The Book of Pacemaker - Chapter 4: Quorumania

Date postedDecember 14, 2023
Posted By: Hao Qi Technical Content,

If you landed here, chances are you've read through the previous blogs in the Db2 Pacemaker series, and perhaps you've already gone and deployed a Db2 HADR or Mutual Failover cluster. “What's next”, you may be wondering. Is the cluster ready for testing or production?

Well ... first of all, congratulations on getting this far! However, you need to make sure the cluster does not pull an Avengers style Civil War where both sides are trying to prove each other wrong. That leads to - Quorum considerations!
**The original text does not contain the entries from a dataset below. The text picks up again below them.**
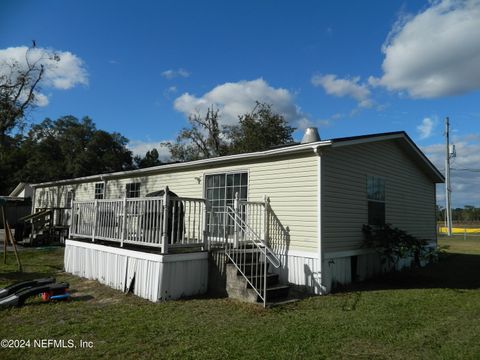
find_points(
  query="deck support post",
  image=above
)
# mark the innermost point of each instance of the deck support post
(124, 221)
(166, 206)
(266, 210)
(95, 210)
(206, 243)
(236, 205)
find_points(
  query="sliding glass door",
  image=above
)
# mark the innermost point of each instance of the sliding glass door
(220, 190)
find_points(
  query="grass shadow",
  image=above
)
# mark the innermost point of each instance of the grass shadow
(453, 271)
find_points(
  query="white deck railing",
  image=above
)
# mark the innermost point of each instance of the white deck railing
(143, 221)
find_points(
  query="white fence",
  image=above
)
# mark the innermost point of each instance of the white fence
(143, 221)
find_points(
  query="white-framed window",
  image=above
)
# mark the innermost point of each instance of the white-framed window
(220, 190)
(133, 190)
(376, 200)
(70, 198)
(99, 190)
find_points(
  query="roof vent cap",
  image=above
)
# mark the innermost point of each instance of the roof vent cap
(311, 135)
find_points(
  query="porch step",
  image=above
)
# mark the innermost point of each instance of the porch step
(250, 255)
(272, 279)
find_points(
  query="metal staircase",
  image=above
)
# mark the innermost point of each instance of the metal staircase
(250, 261)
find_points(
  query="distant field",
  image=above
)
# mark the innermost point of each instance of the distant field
(429, 313)
(456, 244)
What do you mean by Quorum?

Through the life of a distributed cluster, things are bound to go wrong somewhere. Whether that's caused by software or hardware failures, the goal of a highly available system is to tolerate those faults, thereby allowing the cluster to remain operational with the highest level of availability.

Fundamentally speaking, "Quorum" allows the cluster to make decision on a unified front. Take network communication split for example, what happens when network communication breaks down between cluster nodes and an agreement cannot be reached? Whoʼs stay and whoʼs get kicked? Therein lies the rub...

Why should you be concerned about Quorum?

Again, using the network split-brain scenario as illustration. Say we have a distributed system consisting of two cluster nodes performing work, and suddenly the network breaks down between the nodes, this is a split-brain scenario by definition. If both nodes are allowed to continue to perform I/O on the same set of data (a.k.a. “Double Primary” phenomenon), it may lead to data corruption - a nightmare that must be avoided at all costs. Configure a suitable quorum device in the cluster allows the cluster manager to make the hard decision to cut the loss on the failed resources, thereby ensuring data consistency and integrity. Though in certain cases, fencing is required alongside Quorum device configuration.

What is Fencing?

"Fencing" refers to a mechanism that can be applied in conjunction with Quorum to isolate a problematic node to prevent further I/O to guarantee data integrity. It can be in the form of hardware or software fencing devices through various means such as power loss , shutdown, or even I/O block. In case a node loses quorum, the fencing device performs its configured function and prevents further damages to the cluster or application.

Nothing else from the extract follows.